Samardzija had several in the second inning against the A’s, after he cruised through the first. The A’s struck for five runs on three extra base hits, two singles and a walk. For the 6’5” right hander, it was almost like, “where do I start?” in trying to assess the disaster of an inning.
The obvious, first choice would be Samardzija’s 1-2 offering to Semien, a capable hitter, but not a guy who’s going to make his living hitting for power in two-strike counts. But Samardzija threw Semien a slider that was intended to be outside and off the plate. Instead, the pitch was right down the middle of the plate and Semien crushed it.
Some good, some bad, Samardzija’s pattern was weaved through the entire outing, not just the second. Samardzija started seven of the first eight batters in the inning with a strike, but the first pitches didn’t set up outs. Instead, pitches that were supposed to be on the edges, caught too much of the plate prompting the pitcher to say “get your off-speed pitches in the strike zone and your two-strike pitches out of the zone.”
“The second inning got away from him,” Bochy recalled. “He lived in the heart of the plate and we paid for it.”
Samardzija would recover, retiring nine batters in a row to get through the third through fifth innings, before getting hit again in the sixth. Consecutive doubles by Yonder Alonso and Semien made it 6-0 before Billy Burns was intentionally walked to get to A’s starter Daniel Mengden, who was retired ending the inning and Samardzija’s evening.

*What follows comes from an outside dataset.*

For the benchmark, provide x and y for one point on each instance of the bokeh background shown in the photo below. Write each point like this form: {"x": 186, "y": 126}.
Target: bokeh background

The Giants had beaten the A’s 16 of 19 times at AT&T Park coming in, giving the Bridge Series some semblance of balance after it had gone decisively to the A’s for years. Last year, the Giants finally broke through, winning five of six. Monday’s wipeout was the Oakland response.
“We’ve had games like this, we just haven’t done it consistently,” manager Bob Melvin said. “We have the ability to do this. If you look at our offensive numbers as a whole and they’re not great–on base percentage, really across the board—and then you look in the lineup, and you say, we should probably do a little bit more.”
Mengden picked up his first big league win after three losses, reinforcing what Melvin had said throughout, that the quirky rookie with the handlebar moustache belongs. Mengden retired the first 12 hitters of the evening, and allowed just two hits through seven. In the eighth, the Giants scored twice during which Mengden gave way to the Oakland bullpen, a task that even the incendiary A’s relief core could handle.
The A’s have won four of five, while the Giants have won 13 of 16 despite the loss.
On Tuesday, Albert Suarez tries to capture his fourth win in five decisions in a matchup with Kendall Graveman at 7:15pm.